FYI, you’ve had those issues for a while. HA just tells you now. You should look into the community guides or documentation for assistance. Each repair describes how to fix it. Lastly, these typically wouldn’t be an issue if you were using another os.
but let me state that this is an update, not an installation and it should say this prior to allowing the update to continue. its just poor. I shouldnt have to dig into the bones of it to check whether or not the update is for my standard raspberry pi install.
Your issues existed before you updated. HA is now telling you about the issues. So all that changed this release was letting you know about supervised unsupported issues. Had you checked the system health page prior to updating, you would have seen these issues as well.
Read this post for the directions to the two places places you can look after rollback. Read this post for a detailed explanation on why updating to 2022.11 did not change whether or not your system was supported.
Also please move further discussion about this to that thread so the thread doesn’t get hijacked by things unrelated to the release again.
I’ve run into similar issues after updating to the 2022.11 release. My HA instance is a supervised version on a Raspbian Bullseye installation. Some of the issues were easy to resolve, here’s what I did:
AppArmor
Make sure apparmor is installed (it was already for me) and enable it with a kernel boot parameter. E.g. if you are running HA on a Raspberry Pi add “apparmor=1 security=apparmor” to /boot/cmdline.txt
Systemd-Resolved
Enable the systemd-resolved service “systemctl enable systemd-resolved.service && systemctl start systemd-resolved”.

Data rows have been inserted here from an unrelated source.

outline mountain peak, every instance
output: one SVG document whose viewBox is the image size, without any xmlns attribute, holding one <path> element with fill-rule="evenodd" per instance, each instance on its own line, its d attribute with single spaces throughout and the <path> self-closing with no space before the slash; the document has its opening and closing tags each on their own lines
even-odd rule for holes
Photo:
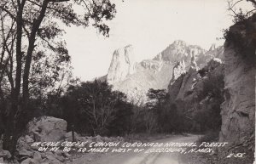
<svg viewBox="0 0 256 164">
<path fill-rule="evenodd" d="M 183 41 L 183 40 L 176 40 L 172 44 L 174 44 L 174 45 L 186 45 L 187 43 L 185 42 L 185 41 Z"/>
</svg>

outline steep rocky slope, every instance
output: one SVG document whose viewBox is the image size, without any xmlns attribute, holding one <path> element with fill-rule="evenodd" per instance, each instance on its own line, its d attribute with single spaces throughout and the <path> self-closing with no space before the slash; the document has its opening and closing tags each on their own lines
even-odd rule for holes
<svg viewBox="0 0 256 164">
<path fill-rule="evenodd" d="M 224 89 L 224 64 L 214 58 L 198 70 L 195 63 L 192 58 L 190 68 L 185 73 L 182 73 L 183 68 L 174 66 L 173 76 L 175 74 L 180 74 L 180 76 L 176 80 L 172 78 L 168 86 L 167 104 L 172 106 L 169 110 L 175 108 L 183 116 L 185 130 L 218 128 L 220 126 L 220 104 L 224 100 L 219 95 Z"/>
<path fill-rule="evenodd" d="M 193 58 L 193 65 L 202 68 L 211 59 L 222 56 L 221 49 L 221 47 L 216 48 L 212 46 L 207 51 L 178 40 L 153 59 L 135 63 L 135 54 L 130 45 L 114 51 L 107 76 L 100 79 L 107 79 L 113 89 L 125 93 L 130 100 L 145 102 L 149 88 L 167 88 L 172 77 L 173 66 L 177 63 L 182 62 L 184 71 L 188 71 Z"/>
<path fill-rule="evenodd" d="M 230 28 L 224 49 L 225 101 L 220 140 L 241 142 L 254 133 L 256 14 Z"/>
</svg>

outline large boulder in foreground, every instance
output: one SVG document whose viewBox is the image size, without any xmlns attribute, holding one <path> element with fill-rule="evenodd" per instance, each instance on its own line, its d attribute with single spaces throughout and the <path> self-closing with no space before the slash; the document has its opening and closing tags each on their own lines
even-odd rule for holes
<svg viewBox="0 0 256 164">
<path fill-rule="evenodd" d="M 35 141 L 56 142 L 65 139 L 67 122 L 53 116 L 42 116 L 28 124 L 28 132 Z"/>
</svg>

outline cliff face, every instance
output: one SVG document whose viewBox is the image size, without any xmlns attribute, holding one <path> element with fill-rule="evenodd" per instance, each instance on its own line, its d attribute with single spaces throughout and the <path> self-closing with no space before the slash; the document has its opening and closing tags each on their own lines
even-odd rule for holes
<svg viewBox="0 0 256 164">
<path fill-rule="evenodd" d="M 231 26 L 226 37 L 220 141 L 237 143 L 254 133 L 256 14 Z"/>
<path fill-rule="evenodd" d="M 135 72 L 136 62 L 131 45 L 115 50 L 107 76 L 108 83 L 123 81 L 127 76 Z"/>
<path fill-rule="evenodd" d="M 214 58 L 199 71 L 194 64 L 192 59 L 189 71 L 171 81 L 167 103 L 183 116 L 184 129 L 217 129 L 220 126 L 220 104 L 224 100 L 219 95 L 224 89 L 224 64 Z"/>
<path fill-rule="evenodd" d="M 107 81 L 113 89 L 126 93 L 130 100 L 145 102 L 149 88 L 166 89 L 170 80 L 189 71 L 191 64 L 195 67 L 205 66 L 207 60 L 217 55 L 218 48 L 212 48 L 210 53 L 199 46 L 175 41 L 153 59 L 135 63 L 132 48 L 128 46 L 114 51 Z M 173 69 L 173 65 L 177 67 Z"/>
</svg>

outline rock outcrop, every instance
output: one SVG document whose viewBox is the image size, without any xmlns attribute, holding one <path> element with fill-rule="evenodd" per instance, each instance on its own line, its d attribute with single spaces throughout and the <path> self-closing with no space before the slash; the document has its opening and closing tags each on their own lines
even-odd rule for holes
<svg viewBox="0 0 256 164">
<path fill-rule="evenodd" d="M 193 59 L 191 63 L 189 71 L 170 82 L 167 104 L 171 106 L 170 110 L 175 108 L 183 116 L 184 129 L 203 131 L 217 128 L 220 126 L 219 122 L 212 124 L 201 117 L 203 116 L 207 118 L 211 113 L 216 121 L 220 121 L 223 99 L 218 93 L 224 89 L 224 64 L 221 59 L 215 58 L 204 68 L 198 70 Z"/>
<path fill-rule="evenodd" d="M 115 50 L 108 69 L 107 80 L 113 84 L 123 81 L 136 72 L 136 62 L 131 45 Z"/>
<path fill-rule="evenodd" d="M 198 70 L 206 65 L 206 61 L 221 56 L 222 52 L 218 51 L 220 53 L 218 54 L 216 49 L 212 48 L 212 53 L 209 53 L 199 46 L 175 41 L 153 59 L 136 64 L 132 59 L 132 48 L 128 46 L 114 51 L 107 81 L 113 89 L 126 93 L 130 100 L 143 103 L 147 101 L 146 93 L 149 88 L 166 89 L 173 76 L 176 79 L 189 71 L 190 66 Z M 173 69 L 176 65 L 179 66 Z"/>
<path fill-rule="evenodd" d="M 255 33 L 256 14 L 232 25 L 227 33 L 220 141 L 235 144 L 254 134 Z"/>
</svg>

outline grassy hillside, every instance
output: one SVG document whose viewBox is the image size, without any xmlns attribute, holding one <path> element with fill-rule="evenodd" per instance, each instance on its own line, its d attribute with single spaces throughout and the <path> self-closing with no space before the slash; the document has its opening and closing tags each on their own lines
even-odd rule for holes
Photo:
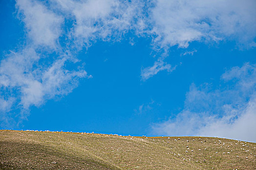
<svg viewBox="0 0 256 170">
<path fill-rule="evenodd" d="M 256 143 L 219 138 L 1 130 L 0 146 L 0 169 L 256 170 Z"/>
</svg>

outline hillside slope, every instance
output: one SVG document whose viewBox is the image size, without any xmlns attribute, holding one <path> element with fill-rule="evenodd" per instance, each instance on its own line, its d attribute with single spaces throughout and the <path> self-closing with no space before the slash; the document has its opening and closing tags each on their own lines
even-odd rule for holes
<svg viewBox="0 0 256 170">
<path fill-rule="evenodd" d="M 0 146 L 0 169 L 256 169 L 256 143 L 215 137 L 1 130 Z"/>
</svg>

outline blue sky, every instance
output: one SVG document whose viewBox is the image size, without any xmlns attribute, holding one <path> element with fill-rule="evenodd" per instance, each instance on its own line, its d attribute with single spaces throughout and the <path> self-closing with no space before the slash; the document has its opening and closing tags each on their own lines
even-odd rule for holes
<svg viewBox="0 0 256 170">
<path fill-rule="evenodd" d="M 254 0 L 2 0 L 0 128 L 256 141 Z"/>
</svg>

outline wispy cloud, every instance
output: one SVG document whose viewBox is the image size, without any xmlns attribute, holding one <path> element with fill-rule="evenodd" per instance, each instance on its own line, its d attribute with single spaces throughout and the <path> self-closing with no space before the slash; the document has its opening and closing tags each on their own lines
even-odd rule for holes
<svg viewBox="0 0 256 170">
<path fill-rule="evenodd" d="M 192 84 L 184 109 L 174 119 L 154 124 L 153 133 L 256 141 L 256 65 L 234 67 L 221 79 L 225 86 L 215 90 L 207 84 L 200 87 Z"/>
<path fill-rule="evenodd" d="M 193 41 L 221 39 L 254 47 L 255 3 L 17 0 L 18 16 L 27 36 L 23 47 L 0 61 L 0 107 L 29 110 L 70 93 L 80 78 L 90 76 L 83 67 L 69 70 L 65 64 L 79 63 L 78 52 L 97 41 L 120 41 L 129 32 L 151 37 L 152 49 L 157 51 L 167 51 L 174 45 L 187 48 Z M 175 69 L 163 61 L 162 54 L 159 55 L 153 66 L 142 69 L 142 80 Z"/>
<path fill-rule="evenodd" d="M 142 68 L 141 70 L 141 76 L 143 81 L 145 81 L 160 71 L 166 70 L 168 72 L 171 72 L 175 69 L 175 67 L 171 67 L 171 65 L 164 62 L 162 60 L 155 61 L 154 65 Z"/>
<path fill-rule="evenodd" d="M 147 113 L 147 112 L 150 111 L 155 106 L 155 104 L 159 105 L 159 104 L 155 103 L 155 101 L 151 100 L 151 102 L 149 103 L 143 103 L 139 105 L 138 108 L 134 110 L 134 112 L 138 115 Z"/>
</svg>

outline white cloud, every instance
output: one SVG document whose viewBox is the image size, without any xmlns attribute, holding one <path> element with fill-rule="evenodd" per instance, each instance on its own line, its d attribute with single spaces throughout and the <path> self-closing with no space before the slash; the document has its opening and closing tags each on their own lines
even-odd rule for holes
<svg viewBox="0 0 256 170">
<path fill-rule="evenodd" d="M 24 49 L 12 52 L 1 61 L 0 86 L 5 91 L 13 91 L 13 94 L 6 96 L 9 99 L 1 105 L 10 108 L 18 104 L 25 110 L 31 105 L 39 106 L 46 100 L 72 91 L 77 85 L 79 78 L 90 77 L 84 70 L 65 69 L 67 56 L 54 60 L 50 65 L 45 65 L 47 62 L 43 62 L 45 58 L 43 57 L 33 49 Z M 6 102 L 11 99 L 15 99 L 17 102 Z"/>
<path fill-rule="evenodd" d="M 89 76 L 84 68 L 67 70 L 65 64 L 77 62 L 78 52 L 95 42 L 121 41 L 129 32 L 151 37 L 152 49 L 165 54 L 170 47 L 186 48 L 193 41 L 235 40 L 251 48 L 256 44 L 256 2 L 253 0 L 16 2 L 27 38 L 23 49 L 0 61 L 1 95 L 9 92 L 4 101 L 11 98 L 15 101 L 1 100 L 1 106 L 18 105 L 27 110 L 70 93 L 80 78 Z M 163 61 L 164 54 L 160 55 L 152 67 L 142 69 L 142 80 L 175 69 Z"/>
<path fill-rule="evenodd" d="M 160 48 L 186 48 L 194 41 L 235 40 L 247 46 L 256 36 L 256 2 L 240 0 L 156 1 L 150 19 Z"/>
<path fill-rule="evenodd" d="M 64 18 L 35 0 L 18 0 L 16 7 L 26 28 L 32 44 L 56 48 L 62 34 Z"/>
<path fill-rule="evenodd" d="M 256 65 L 246 64 L 222 75 L 224 81 L 229 81 L 225 88 L 213 91 L 208 84 L 200 89 L 192 85 L 184 110 L 174 119 L 153 125 L 153 133 L 256 141 Z M 235 78 L 235 84 L 229 86 Z"/>
<path fill-rule="evenodd" d="M 154 65 L 143 68 L 141 70 L 141 76 L 143 81 L 145 81 L 153 75 L 157 74 L 160 71 L 167 70 L 168 72 L 171 72 L 175 69 L 175 67 L 172 68 L 171 65 L 163 62 L 162 60 L 155 61 Z"/>
</svg>

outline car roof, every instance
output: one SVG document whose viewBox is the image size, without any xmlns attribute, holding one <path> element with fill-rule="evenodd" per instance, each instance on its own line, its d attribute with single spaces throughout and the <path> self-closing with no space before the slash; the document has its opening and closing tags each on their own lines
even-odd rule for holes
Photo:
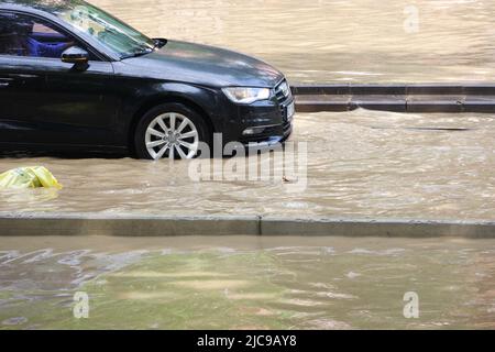
<svg viewBox="0 0 495 352">
<path fill-rule="evenodd" d="M 55 14 L 86 3 L 82 0 L 0 0 L 0 9 L 34 10 Z"/>
<path fill-rule="evenodd" d="M 72 34 L 76 35 L 75 28 L 65 21 L 61 21 L 57 14 L 61 11 L 70 11 L 77 6 L 88 4 L 82 0 L 0 0 L 0 10 L 19 11 L 40 15 L 45 20 L 65 28 Z M 110 50 L 96 42 L 90 35 L 78 33 L 80 40 L 92 46 L 99 54 L 105 55 L 110 61 L 120 61 L 120 57 Z"/>
</svg>

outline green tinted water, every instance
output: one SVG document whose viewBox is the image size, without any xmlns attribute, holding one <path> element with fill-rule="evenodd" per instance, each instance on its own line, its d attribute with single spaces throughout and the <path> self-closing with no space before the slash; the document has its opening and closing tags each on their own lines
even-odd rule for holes
<svg viewBox="0 0 495 352">
<path fill-rule="evenodd" d="M 7 240 L 2 329 L 495 328 L 494 241 Z M 76 292 L 89 319 L 74 317 Z M 408 292 L 419 319 L 404 317 Z"/>
</svg>

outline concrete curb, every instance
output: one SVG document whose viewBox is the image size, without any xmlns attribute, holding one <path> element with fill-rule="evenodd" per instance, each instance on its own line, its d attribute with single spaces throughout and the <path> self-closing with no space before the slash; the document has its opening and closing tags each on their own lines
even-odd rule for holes
<svg viewBox="0 0 495 352">
<path fill-rule="evenodd" d="M 258 217 L 158 217 L 91 213 L 0 215 L 2 235 L 174 237 L 260 233 Z"/>
<path fill-rule="evenodd" d="M 495 222 L 408 219 L 288 219 L 239 216 L 0 213 L 0 237 L 311 235 L 495 239 Z"/>
<path fill-rule="evenodd" d="M 306 85 L 294 86 L 299 112 L 495 112 L 495 85 Z"/>
<path fill-rule="evenodd" d="M 495 84 L 328 84 L 292 86 L 295 96 L 495 96 Z"/>
</svg>

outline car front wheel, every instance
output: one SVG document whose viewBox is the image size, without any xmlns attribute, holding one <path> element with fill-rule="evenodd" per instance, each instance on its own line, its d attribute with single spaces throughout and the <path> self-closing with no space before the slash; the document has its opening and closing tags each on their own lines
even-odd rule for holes
<svg viewBox="0 0 495 352">
<path fill-rule="evenodd" d="M 139 158 L 188 160 L 198 155 L 200 142 L 209 140 L 201 116 L 182 103 L 166 103 L 141 119 L 134 142 Z"/>
</svg>

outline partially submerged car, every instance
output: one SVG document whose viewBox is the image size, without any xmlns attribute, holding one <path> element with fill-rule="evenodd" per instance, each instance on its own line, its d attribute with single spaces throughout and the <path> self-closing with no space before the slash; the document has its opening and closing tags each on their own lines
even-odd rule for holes
<svg viewBox="0 0 495 352">
<path fill-rule="evenodd" d="M 0 147 L 193 158 L 198 145 L 282 142 L 284 75 L 227 50 L 150 38 L 81 0 L 0 0 Z"/>
</svg>

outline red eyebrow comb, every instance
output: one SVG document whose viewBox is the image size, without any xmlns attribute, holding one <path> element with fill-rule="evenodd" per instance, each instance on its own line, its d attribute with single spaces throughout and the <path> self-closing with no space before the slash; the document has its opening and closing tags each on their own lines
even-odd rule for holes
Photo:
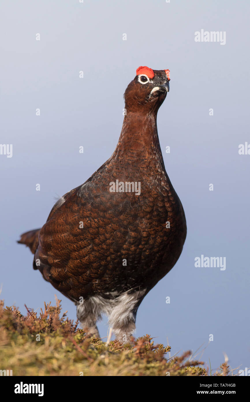
<svg viewBox="0 0 250 402">
<path fill-rule="evenodd" d="M 147 67 L 146 66 L 141 66 L 138 67 L 136 70 L 136 75 L 139 75 L 139 74 L 145 74 L 148 78 L 154 78 L 154 70 L 152 68 Z"/>
<path fill-rule="evenodd" d="M 166 73 L 166 75 L 167 77 L 167 79 L 169 81 L 170 81 L 170 72 L 169 70 L 165 70 L 165 72 Z"/>
</svg>

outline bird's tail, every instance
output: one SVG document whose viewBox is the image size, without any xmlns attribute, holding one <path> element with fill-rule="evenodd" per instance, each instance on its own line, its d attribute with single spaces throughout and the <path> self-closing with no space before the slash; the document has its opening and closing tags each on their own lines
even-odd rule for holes
<svg viewBox="0 0 250 402">
<path fill-rule="evenodd" d="M 35 254 L 38 246 L 38 236 L 40 230 L 41 228 L 35 229 L 23 233 L 17 242 L 21 244 L 26 244 L 27 247 L 30 248 L 31 252 Z"/>
</svg>

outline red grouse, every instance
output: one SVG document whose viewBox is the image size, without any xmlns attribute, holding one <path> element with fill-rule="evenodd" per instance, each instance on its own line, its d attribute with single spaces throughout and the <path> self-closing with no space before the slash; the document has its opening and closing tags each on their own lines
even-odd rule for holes
<svg viewBox="0 0 250 402">
<path fill-rule="evenodd" d="M 134 331 L 143 298 L 174 266 L 186 238 L 184 212 L 166 172 L 157 127 L 169 70 L 140 67 L 124 94 L 125 115 L 110 158 L 55 205 L 19 243 L 33 267 L 72 300 L 87 333 L 102 314 L 117 338 Z"/>
</svg>

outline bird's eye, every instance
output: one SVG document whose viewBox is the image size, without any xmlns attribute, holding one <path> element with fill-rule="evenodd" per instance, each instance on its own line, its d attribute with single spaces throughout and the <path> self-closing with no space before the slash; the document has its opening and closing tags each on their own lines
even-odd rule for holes
<svg viewBox="0 0 250 402">
<path fill-rule="evenodd" d="M 148 80 L 148 79 L 145 76 L 142 76 L 140 78 L 140 80 L 142 81 L 142 82 L 146 82 L 146 81 Z"/>
<path fill-rule="evenodd" d="M 149 80 L 146 75 L 141 75 L 139 76 L 138 80 L 141 84 L 146 84 L 146 82 L 148 82 L 149 81 Z"/>
</svg>

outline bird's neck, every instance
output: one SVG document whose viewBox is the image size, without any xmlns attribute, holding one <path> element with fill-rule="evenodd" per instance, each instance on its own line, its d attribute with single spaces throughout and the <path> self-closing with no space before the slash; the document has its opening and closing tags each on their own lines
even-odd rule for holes
<svg viewBox="0 0 250 402">
<path fill-rule="evenodd" d="M 121 135 L 112 155 L 113 160 L 139 168 L 150 166 L 165 170 L 157 133 L 157 114 L 152 112 L 142 115 L 130 111 L 124 116 Z"/>
</svg>

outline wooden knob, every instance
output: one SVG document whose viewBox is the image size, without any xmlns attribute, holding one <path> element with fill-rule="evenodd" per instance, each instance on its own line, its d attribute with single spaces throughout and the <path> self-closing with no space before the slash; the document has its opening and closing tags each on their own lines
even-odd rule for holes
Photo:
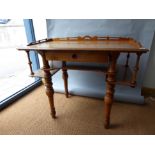
<svg viewBox="0 0 155 155">
<path fill-rule="evenodd" d="M 73 59 L 76 59 L 76 58 L 77 58 L 77 55 L 76 55 L 76 54 L 73 54 L 73 55 L 72 55 L 72 58 L 73 58 Z"/>
</svg>

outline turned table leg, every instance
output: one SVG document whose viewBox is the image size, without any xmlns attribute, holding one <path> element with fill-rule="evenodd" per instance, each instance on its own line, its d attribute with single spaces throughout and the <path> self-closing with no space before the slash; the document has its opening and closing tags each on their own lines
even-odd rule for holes
<svg viewBox="0 0 155 155">
<path fill-rule="evenodd" d="M 116 75 L 116 62 L 118 54 L 110 56 L 110 66 L 107 73 L 106 80 L 106 95 L 104 97 L 104 106 L 105 106 L 105 121 L 104 127 L 109 128 L 110 125 L 110 112 L 114 98 L 114 89 L 115 89 L 115 75 Z"/>
<path fill-rule="evenodd" d="M 44 85 L 45 85 L 46 95 L 48 96 L 48 99 L 49 99 L 52 118 L 56 118 L 56 111 L 54 107 L 54 89 L 53 89 L 53 83 L 51 79 L 50 66 L 44 54 L 42 54 L 42 59 L 43 59 L 43 70 L 44 70 L 44 79 L 45 79 Z"/>
<path fill-rule="evenodd" d="M 62 72 L 63 72 L 63 80 L 64 80 L 64 87 L 65 87 L 65 95 L 68 98 L 68 73 L 66 69 L 66 62 L 62 62 Z"/>
</svg>

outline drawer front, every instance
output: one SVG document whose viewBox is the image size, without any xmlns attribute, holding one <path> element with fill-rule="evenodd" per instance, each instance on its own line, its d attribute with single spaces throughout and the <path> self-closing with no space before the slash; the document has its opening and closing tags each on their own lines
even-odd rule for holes
<svg viewBox="0 0 155 155">
<path fill-rule="evenodd" d="M 108 54 L 95 52 L 46 52 L 47 60 L 108 63 Z"/>
</svg>

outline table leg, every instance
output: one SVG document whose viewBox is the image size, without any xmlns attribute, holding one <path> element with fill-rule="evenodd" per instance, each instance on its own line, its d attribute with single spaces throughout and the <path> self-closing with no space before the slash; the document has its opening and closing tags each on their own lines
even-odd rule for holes
<svg viewBox="0 0 155 155">
<path fill-rule="evenodd" d="M 68 98 L 68 73 L 66 67 L 66 62 L 63 61 L 62 63 L 62 72 L 63 72 L 63 80 L 64 80 L 64 87 L 65 87 L 65 95 Z"/>
<path fill-rule="evenodd" d="M 116 62 L 117 62 L 118 54 L 112 55 L 110 57 L 110 66 L 107 73 L 106 80 L 106 95 L 104 97 L 105 104 L 105 122 L 104 127 L 106 129 L 109 128 L 110 125 L 110 112 L 114 98 L 114 90 L 115 90 L 115 75 L 116 75 Z"/>
<path fill-rule="evenodd" d="M 50 66 L 44 55 L 42 55 L 42 59 L 43 59 L 43 70 L 44 70 L 44 79 L 45 79 L 44 85 L 45 85 L 46 95 L 48 96 L 48 99 L 49 99 L 52 118 L 56 118 L 56 111 L 54 107 L 54 89 L 53 89 L 53 83 L 52 83 L 52 78 L 50 73 Z"/>
</svg>

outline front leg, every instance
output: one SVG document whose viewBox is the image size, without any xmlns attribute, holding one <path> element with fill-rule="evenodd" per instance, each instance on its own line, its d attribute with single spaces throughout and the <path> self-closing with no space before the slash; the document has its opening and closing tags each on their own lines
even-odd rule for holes
<svg viewBox="0 0 155 155">
<path fill-rule="evenodd" d="M 56 111 L 54 107 L 54 89 L 53 89 L 53 83 L 52 83 L 52 78 L 50 73 L 50 66 L 48 64 L 48 61 L 45 58 L 44 53 L 42 54 L 42 59 L 43 59 L 43 70 L 44 70 L 44 79 L 45 79 L 44 85 L 45 85 L 46 95 L 48 96 L 48 100 L 50 103 L 52 118 L 56 118 Z"/>
<path fill-rule="evenodd" d="M 110 65 L 107 73 L 106 80 L 106 95 L 104 97 L 105 103 L 105 122 L 104 127 L 109 128 L 110 125 L 110 112 L 114 98 L 115 91 L 115 77 L 116 77 L 116 62 L 119 54 L 114 54 L 110 56 Z"/>
<path fill-rule="evenodd" d="M 67 73 L 67 69 L 66 69 L 66 62 L 63 61 L 62 62 L 62 77 L 64 80 L 64 87 L 65 87 L 65 95 L 68 98 L 69 94 L 68 94 L 68 73 Z"/>
</svg>

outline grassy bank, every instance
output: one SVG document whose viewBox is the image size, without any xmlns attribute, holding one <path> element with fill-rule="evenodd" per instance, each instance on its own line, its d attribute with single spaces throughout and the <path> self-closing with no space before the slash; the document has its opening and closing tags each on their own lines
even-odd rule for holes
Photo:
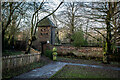
<svg viewBox="0 0 120 80">
<path fill-rule="evenodd" d="M 22 73 L 29 72 L 35 68 L 40 68 L 48 63 L 49 63 L 49 61 L 47 61 L 47 60 L 40 60 L 39 62 L 34 62 L 34 63 L 28 64 L 26 66 L 23 66 L 23 67 L 18 67 L 15 69 L 2 71 L 2 78 L 10 79 L 10 78 L 12 78 L 14 76 L 18 76 Z"/>
<path fill-rule="evenodd" d="M 118 78 L 119 71 L 66 65 L 51 78 Z"/>
<path fill-rule="evenodd" d="M 2 56 L 11 56 L 11 55 L 20 55 L 24 54 L 22 51 L 15 51 L 15 50 L 5 50 L 2 52 Z"/>
</svg>

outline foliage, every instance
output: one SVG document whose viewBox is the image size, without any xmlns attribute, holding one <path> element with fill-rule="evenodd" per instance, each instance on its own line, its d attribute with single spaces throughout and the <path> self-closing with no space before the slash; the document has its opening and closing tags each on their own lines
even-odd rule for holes
<svg viewBox="0 0 120 80">
<path fill-rule="evenodd" d="M 52 52 L 53 52 L 52 50 L 46 50 L 46 51 L 45 51 L 45 56 L 47 56 L 47 57 L 49 57 L 50 59 L 52 59 L 52 57 L 53 57 L 53 56 L 52 56 Z"/>
<path fill-rule="evenodd" d="M 84 35 L 82 31 L 75 32 L 72 35 L 72 40 L 73 40 L 72 45 L 74 45 L 75 47 L 80 47 L 85 44 Z"/>
</svg>

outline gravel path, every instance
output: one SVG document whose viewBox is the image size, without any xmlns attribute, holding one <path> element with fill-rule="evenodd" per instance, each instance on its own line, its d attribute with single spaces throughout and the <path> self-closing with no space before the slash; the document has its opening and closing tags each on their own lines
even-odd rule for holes
<svg viewBox="0 0 120 80">
<path fill-rule="evenodd" d="M 57 71 L 62 69 L 65 65 L 77 65 L 77 66 L 84 66 L 84 67 L 91 67 L 91 68 L 98 68 L 98 69 L 120 71 L 120 68 L 118 68 L 118 67 L 105 67 L 105 66 L 99 66 L 99 65 L 77 64 L 77 63 L 66 63 L 66 62 L 52 62 L 52 63 L 45 65 L 41 68 L 37 68 L 37 69 L 34 69 L 28 73 L 24 73 L 24 74 L 21 74 L 19 76 L 16 76 L 13 79 L 14 80 L 15 79 L 36 80 L 36 79 L 40 79 L 40 78 L 50 78 Z"/>
</svg>

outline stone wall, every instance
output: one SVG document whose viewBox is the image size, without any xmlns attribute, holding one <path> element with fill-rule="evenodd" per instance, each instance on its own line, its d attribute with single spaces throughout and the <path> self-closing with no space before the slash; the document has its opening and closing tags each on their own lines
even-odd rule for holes
<svg viewBox="0 0 120 80">
<path fill-rule="evenodd" d="M 73 47 L 73 46 L 52 46 L 57 48 L 58 55 L 69 55 L 74 54 L 78 57 L 86 56 L 86 57 L 103 57 L 103 50 L 101 47 Z"/>
</svg>

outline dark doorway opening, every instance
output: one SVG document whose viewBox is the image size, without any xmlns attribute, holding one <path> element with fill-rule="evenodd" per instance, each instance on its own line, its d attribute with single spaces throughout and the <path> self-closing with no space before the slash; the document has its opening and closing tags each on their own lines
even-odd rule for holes
<svg viewBox="0 0 120 80">
<path fill-rule="evenodd" d="M 45 45 L 47 44 L 47 41 L 43 41 L 41 42 L 41 56 L 44 54 L 45 52 Z"/>
</svg>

You can check if it’s working with e.g. “systemd-resolve home-assistant.io”.
CGroup version
I was using docker (unknowningly) with CGroup version 2, which is still not fully supported. Seemed to work fine, though. Nevertheless, you can force version 1 with a kernel parameter in /boot/cmdline.txt, add “systemd.unified_cgroup_hierarchy=0”.
You can also check your version with “grep cgroup /proc/mounts”, it will print “cgroup” for version 1 and “cgroup2” for version 2 in the first column.
After a reboot the corresponding warnings were gone. Still working on the Sytemd Journal issue…
my system is bullseye with home assistant in a docker (pi3 running ssd)
i putty ssh into my system.
appamor wasnt running, docs say add to grub, that didnt work for me, it needed to be added to /boot/cmdline.txt
lsm=apparmor apparmor=1 security=apparmor
i also needed to set cggroup to use 1 by setting the unified_cgroup_hierarchy to 0
systemd.unified_cgroup_hierarchy=0
my cmdline.txt looks like this
lsm=apparmor apparmor=1 security=apparmor console=serial0,115200 console=tty1 root=PARTUUID=6c586e13-02 rootfstype=ext4 elevator=deadline fsck.repair=yes rootwait systemd.unified_cgroup_hierarchy=0
you can edit yours
sudo vi /boot/cmdline.txt
press i to insert
make your changes then press esc
type :wq! to write and quit
sudo reboot
This is not true in my case… My system was healthy and supported Rpi 4 with Debian everything up 2 date. But after update it complaint about systems journal stuff
I thought the same but just downgrade, you’ll see the issue is still there. It’s coming from the most recent supervisor. The health page is buried, so you don’t see the issue unless you go to that page. All that changed 2022.11 was that they added these items to the repair page. So now you’re just getting notifications of the issues that already existed.
As for the other issue, I’m fairly certain people aren’t reading the errors and responses of the calls when using the documents. Iirc, I had to perform some extra actions because the CLI told me to do so. I had to fix a few installs and update a few Libs. If you pay attention to the command responses you should be good.